4.4. Biodiesel Production Using the Immobilized Lipase
The chemical composition of the biodiesel was in agreement with the EN 14214 standards. The incubation time and methyl ester yield obtained were comparable to other reports. A period of 72-96 h has generally been reported for maximum methyl ester formation (22). Bulk addition of large amounts of organic solvent had inhibitory effects on the enzyme, while adding the same amount in small increments was well tolerated by the enzyme. Methanol addition pattern and its effect on ester content have been studied extensively and in one such study involving packed bed reactor, 4-4.5 molar equivalents of methanol had been added totally and the optimal amount of methanol per pass was found to be dependent on the reaction stage (23). Methanol and oil molar ratio also influenced the FAME yield from the process. A whole cell biocatalyst Rhodotorula mucilagenosa yielded 83.29% FAME with a 6:1 molar ratio of methanol and palm oil (24). Water activity in the reaction mixture was another factor that impacted the process outcome significantly. Other researchers have also reported 10% to be the optimum water content for palm oil transesterification (24). Incubation temperature was also observed to play a key role in the reaction. In previous studies, application of Aspergillus oryzae whole cell biocatalyst expressing Geobacillus thermocatanulatus lipase (r-BTL) for palm oil methanolysis had resulted in near 100% FAME formation at 40-50ºC (25). Hence, this study has facilitated the optimization of process parameters and ascertained the conditions that are conducive for maximizing the ME yield from palm oil.

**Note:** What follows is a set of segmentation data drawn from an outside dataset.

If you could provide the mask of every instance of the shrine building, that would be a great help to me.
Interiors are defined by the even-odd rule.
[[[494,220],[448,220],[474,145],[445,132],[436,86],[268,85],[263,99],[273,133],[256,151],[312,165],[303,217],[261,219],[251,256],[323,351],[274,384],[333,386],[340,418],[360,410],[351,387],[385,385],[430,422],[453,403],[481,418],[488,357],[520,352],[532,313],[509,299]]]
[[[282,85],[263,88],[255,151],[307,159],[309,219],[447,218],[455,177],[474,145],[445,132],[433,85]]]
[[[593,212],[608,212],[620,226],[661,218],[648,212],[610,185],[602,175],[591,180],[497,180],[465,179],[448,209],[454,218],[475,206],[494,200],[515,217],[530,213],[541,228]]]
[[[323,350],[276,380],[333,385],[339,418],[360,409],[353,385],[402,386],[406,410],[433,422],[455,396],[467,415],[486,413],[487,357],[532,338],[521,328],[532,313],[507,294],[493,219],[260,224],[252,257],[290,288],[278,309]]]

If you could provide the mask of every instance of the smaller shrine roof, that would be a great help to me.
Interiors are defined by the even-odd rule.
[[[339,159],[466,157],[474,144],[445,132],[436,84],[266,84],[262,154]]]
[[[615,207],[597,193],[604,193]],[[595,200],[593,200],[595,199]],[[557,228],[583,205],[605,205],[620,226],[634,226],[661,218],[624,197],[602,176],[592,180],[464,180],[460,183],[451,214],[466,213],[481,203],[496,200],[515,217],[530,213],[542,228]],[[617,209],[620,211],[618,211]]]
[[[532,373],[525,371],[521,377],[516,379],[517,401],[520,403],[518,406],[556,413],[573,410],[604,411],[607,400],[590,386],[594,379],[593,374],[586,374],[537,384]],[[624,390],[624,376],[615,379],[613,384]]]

To sum up, this work has enabled the immobilization of lipase from Bacillus sp. PS35 on a hydrophobic support that is beneficial for its catalytic action. This might be due to the enzyme being fixed in a perpetually open conformation, obviating the necessity for interfacial activation. The styrene-divinyl benzene resin has shown good immobilization efficiency and the immobilized enzyme has displayed superior characteristics in terms of pH, temperature, organic solvent and storage stabilities, with prior gluteraldehyde cross-linking further enhancing the stability of the adsorbed enzyme molecules. The enzyme has also been successfully applied in an emerging area of green chemistry, namely, enzymatic biodiesel production. With biodiesel being widely acclaimed as an environmentally sound replacement to the non-renewable and much polluting fossil fuels, the enzymatic route to its synthesis needs to be thoroughly explored. Ability to perform under high temperatures and in the presence of organic solvents are much needed criteria for such enzymes and C-4 lipase has fulfilled these criteria, more so upon immobilization onto an appropriate support. It could hence serve as a suitable biocatalyst for the enzymatic biodiesel production.
The authors are thankful to the management of Kumaraguru College of Technology, Coimbatore, India, for providing the laboratory facilities to carry out this work.
Conflict of interest
The authors have no substantial financial or commercial conflicts of interest with the current work or its publication.